“Çok harcarsan ya harama gider ya da çok emir alırsın!”
ABD’deki “veri merkezi”ni gezerken bir mola verdik…
Refakatçi bayan, sorularımız olursa cevaplayabileceğini söyledi.
Benden “Türk Usulü” bir soru:
“Burada çalışanlar en az kaç para alır?..”
Dedi ki;
“Yeni başlayan bir uzman yılda şöyle böyle 150 bin dolar net alır!..”
-Voooov!..
•
Molanın ardından bahçe taraflarından içeri doğru ilerlerken “otopark” bölümüne takıldı gözüm.
“Türk Usulü” ya; otomobillerin markalarına, modellerine dikkat kesildim.
Çoğu, biz “Türklerin” burun kıvıracağı tip ve modelde arabalar; 98, 99 Toyotalar filan var, “lüks” denilebilecekler azınlıkta.
Otoparkı dolanırken refakatçi bayana sordum:
“Bunlar hademelerin filan arabaları mı?..”
Ne demek istediğimi hemen kavradı.
Gülerek;
“Yok hayır, yılda en az 150 bin dolar kazananların arabaları!” dedi.
“Türk” samimiyeti;
“Sizin araba nasıl?” diye bir soru daha çıkarttım.
“Sıradan” karşılığını verdi…
Ve şöyle devam etti:
“Türkiye temsilciliğinde uzun süre çalıştım. Oradaki durumu biliyorum. Şehir içi kullanım için hiç ihtiyaç olmadığı halde gayet şık, pahalı, yüksek modelli arabaları tercih ediyorlar. Burada çalışan ise ihtiyaca göre araba alır. Adam evinden işine, işinden evine gidecekse niçin pahalı bir arabaya ihtiyaç duysun? Parayı niçin öyle bir şeye bağlasın? Niçin daha yüksek vergi ve bakım yüküne katlansın?.. Çok geliyor diye çok harcamak zorunda değilsin ki… Arabanın lüksüne yatıracağı parayı borsaya, gayrimenkule yatırıyor adam. Daha akıllıca değil mi?..”
•
Doğrusu para pul işlerinden fazla anladığımız yok da…
İyi gözlemciyizdir.
Ankara’da yılda ortalama 15 bin dolar kazanabilen, yani ABD’deki veri merkezinde yeni işe başlayan bir adamın onda biri kadar kazanabilen memurlarla memurelerin ‘çalıştıkları’ (!) binaların otoparklarına bir göz atın…

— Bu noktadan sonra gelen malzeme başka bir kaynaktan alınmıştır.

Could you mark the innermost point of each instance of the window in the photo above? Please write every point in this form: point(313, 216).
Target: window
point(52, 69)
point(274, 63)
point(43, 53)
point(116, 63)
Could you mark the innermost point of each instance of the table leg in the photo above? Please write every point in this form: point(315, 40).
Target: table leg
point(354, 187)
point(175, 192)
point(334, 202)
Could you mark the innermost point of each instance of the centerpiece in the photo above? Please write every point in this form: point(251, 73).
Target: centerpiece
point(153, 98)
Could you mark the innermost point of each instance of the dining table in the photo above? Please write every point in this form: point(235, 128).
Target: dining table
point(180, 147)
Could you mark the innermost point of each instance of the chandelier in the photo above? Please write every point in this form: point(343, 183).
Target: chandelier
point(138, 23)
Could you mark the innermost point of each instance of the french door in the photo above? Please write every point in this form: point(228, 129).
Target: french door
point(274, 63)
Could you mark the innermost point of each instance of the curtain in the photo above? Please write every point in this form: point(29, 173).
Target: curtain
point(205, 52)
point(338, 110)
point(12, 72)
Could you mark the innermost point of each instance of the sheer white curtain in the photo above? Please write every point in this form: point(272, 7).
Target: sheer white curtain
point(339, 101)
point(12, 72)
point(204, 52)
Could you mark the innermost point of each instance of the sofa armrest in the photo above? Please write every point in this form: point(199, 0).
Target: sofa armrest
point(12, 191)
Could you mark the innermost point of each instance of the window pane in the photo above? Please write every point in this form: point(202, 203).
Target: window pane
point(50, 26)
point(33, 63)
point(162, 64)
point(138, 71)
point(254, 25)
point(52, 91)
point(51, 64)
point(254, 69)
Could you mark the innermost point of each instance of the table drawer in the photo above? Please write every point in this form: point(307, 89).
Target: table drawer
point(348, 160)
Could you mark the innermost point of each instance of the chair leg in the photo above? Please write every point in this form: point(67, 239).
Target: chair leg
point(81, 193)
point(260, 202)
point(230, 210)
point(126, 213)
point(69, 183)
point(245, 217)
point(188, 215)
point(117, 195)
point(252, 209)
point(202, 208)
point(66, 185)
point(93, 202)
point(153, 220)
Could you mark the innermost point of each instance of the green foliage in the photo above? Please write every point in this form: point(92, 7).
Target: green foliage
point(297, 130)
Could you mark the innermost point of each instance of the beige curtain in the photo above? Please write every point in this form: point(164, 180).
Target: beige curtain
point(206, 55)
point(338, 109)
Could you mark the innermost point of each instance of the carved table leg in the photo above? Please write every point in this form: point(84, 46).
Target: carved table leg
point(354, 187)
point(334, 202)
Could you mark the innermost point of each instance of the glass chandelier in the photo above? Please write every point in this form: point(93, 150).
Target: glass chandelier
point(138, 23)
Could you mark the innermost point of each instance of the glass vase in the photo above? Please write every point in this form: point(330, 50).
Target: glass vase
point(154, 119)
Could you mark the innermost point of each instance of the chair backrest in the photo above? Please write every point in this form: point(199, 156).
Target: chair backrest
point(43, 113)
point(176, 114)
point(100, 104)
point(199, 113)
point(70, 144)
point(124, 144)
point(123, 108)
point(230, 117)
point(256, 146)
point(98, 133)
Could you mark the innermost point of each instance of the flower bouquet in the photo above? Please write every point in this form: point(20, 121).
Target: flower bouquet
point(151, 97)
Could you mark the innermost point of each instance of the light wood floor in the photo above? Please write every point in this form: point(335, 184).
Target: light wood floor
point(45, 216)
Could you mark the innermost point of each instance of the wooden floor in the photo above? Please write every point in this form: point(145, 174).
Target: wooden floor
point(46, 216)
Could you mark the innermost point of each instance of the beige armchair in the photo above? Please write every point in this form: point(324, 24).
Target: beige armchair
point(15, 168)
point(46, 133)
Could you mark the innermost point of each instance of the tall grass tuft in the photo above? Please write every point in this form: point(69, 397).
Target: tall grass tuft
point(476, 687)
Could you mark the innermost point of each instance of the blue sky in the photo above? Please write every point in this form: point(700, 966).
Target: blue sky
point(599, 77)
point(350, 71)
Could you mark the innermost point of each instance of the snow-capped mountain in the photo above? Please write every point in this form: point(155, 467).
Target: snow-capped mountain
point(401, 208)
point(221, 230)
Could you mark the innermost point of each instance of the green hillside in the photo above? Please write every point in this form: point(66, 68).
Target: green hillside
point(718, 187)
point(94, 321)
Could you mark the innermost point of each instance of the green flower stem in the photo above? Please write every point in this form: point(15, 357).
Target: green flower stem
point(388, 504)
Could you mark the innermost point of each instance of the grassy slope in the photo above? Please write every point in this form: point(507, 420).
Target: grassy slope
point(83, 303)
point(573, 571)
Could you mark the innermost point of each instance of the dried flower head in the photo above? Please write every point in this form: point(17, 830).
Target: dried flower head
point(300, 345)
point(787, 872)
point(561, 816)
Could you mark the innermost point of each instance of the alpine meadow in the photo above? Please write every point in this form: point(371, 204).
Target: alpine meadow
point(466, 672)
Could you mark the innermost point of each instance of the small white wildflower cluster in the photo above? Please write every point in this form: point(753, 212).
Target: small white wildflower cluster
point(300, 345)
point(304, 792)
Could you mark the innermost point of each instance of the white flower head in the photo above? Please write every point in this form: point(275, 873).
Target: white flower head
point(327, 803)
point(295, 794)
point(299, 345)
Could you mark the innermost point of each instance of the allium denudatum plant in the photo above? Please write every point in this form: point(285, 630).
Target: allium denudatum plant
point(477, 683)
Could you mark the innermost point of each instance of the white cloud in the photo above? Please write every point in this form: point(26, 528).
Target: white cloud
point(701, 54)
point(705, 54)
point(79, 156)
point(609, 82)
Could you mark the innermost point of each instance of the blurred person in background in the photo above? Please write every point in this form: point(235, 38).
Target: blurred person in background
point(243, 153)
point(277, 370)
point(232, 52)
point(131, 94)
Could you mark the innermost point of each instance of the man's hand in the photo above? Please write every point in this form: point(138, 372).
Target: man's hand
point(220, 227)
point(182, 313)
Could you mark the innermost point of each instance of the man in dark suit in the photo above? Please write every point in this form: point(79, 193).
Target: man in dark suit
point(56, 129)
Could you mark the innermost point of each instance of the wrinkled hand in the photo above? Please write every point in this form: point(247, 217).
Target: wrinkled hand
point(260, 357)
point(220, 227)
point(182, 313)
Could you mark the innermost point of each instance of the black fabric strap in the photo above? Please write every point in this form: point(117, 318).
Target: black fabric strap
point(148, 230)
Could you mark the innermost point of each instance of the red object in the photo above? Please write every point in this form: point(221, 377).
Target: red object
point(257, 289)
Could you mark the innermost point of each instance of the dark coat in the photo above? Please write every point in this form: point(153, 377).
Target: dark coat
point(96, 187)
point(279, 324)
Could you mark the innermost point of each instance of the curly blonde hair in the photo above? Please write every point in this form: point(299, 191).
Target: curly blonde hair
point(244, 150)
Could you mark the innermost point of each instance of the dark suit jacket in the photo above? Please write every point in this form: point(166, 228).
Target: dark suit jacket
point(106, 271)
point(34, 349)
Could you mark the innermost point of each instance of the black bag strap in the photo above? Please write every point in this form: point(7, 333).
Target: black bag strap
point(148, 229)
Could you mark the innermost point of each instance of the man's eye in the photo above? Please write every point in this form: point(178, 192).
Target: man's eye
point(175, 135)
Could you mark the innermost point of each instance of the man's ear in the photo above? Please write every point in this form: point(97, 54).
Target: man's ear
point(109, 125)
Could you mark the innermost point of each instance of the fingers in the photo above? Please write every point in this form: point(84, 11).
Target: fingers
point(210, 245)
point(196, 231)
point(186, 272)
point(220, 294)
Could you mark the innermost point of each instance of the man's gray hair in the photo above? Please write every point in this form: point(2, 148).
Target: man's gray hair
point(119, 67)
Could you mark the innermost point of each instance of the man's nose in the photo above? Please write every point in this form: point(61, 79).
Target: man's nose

Ne muazzam arabalar göreceksiniz!..
Öyle, sıradan araba yok gibi.
Diyorum ki;
-Çoluk, çocuk, kira, eğitim…
Bin türlü ihtiyaç kalemi varken ve maaşlar da malûm durumlardayken, bu sefahat.
•
Memur takımının işi yine iyi; karı koca asgari ücret civarı çalışıp da “otomobil kredisi”ne giren var!..
Bin altı yüz liraya (ayda 700 dolara mı denk geliyor ne!) çalışan bir “kardeşim” geçenlerde tam 2 bin 500 liralık cep telefonunu çaldırmış!..
Bana dert yandı.
Bir şeyler diyecektim vazgeçtim!..
•
Yakın çevreden evlenenler oluyor, Allah mesut etsin.
Babaları işçi, işçi emeklisi, vesaire…
Bakıyorum; “yeni evlilerin” her malzemesi en “kaliteli”sinden daha doğrusu en pahalısından, tam tekmil…
Gelin - damat, “Bir kere evleniyoruz, en iyisi olsun!” kafasında.
Baba ile konuşuyorum;
“Bir sürü borca girdik!” diyor;
“Hepsini en iyisinden almasan olmaz! Ele güne karşı ayıp olur!..”
•
Adamcağız, 40 sene evvel bir döşek-bir tencere, kurmuş yuvasını…
Sonra, zamanla, çalışarak eksiğini gediğini tamamlamış…
“Şimdi” der ki;
“Gençler her bir şeyleri en iyisinden olsun ve her bir şeyleri tam olsun istiyor!”
“Babam sağ olsun!”
•
Ankara’da “toplanma” mekânlarına uğruyorum ara sıra, mecburiyet gibi bir şey…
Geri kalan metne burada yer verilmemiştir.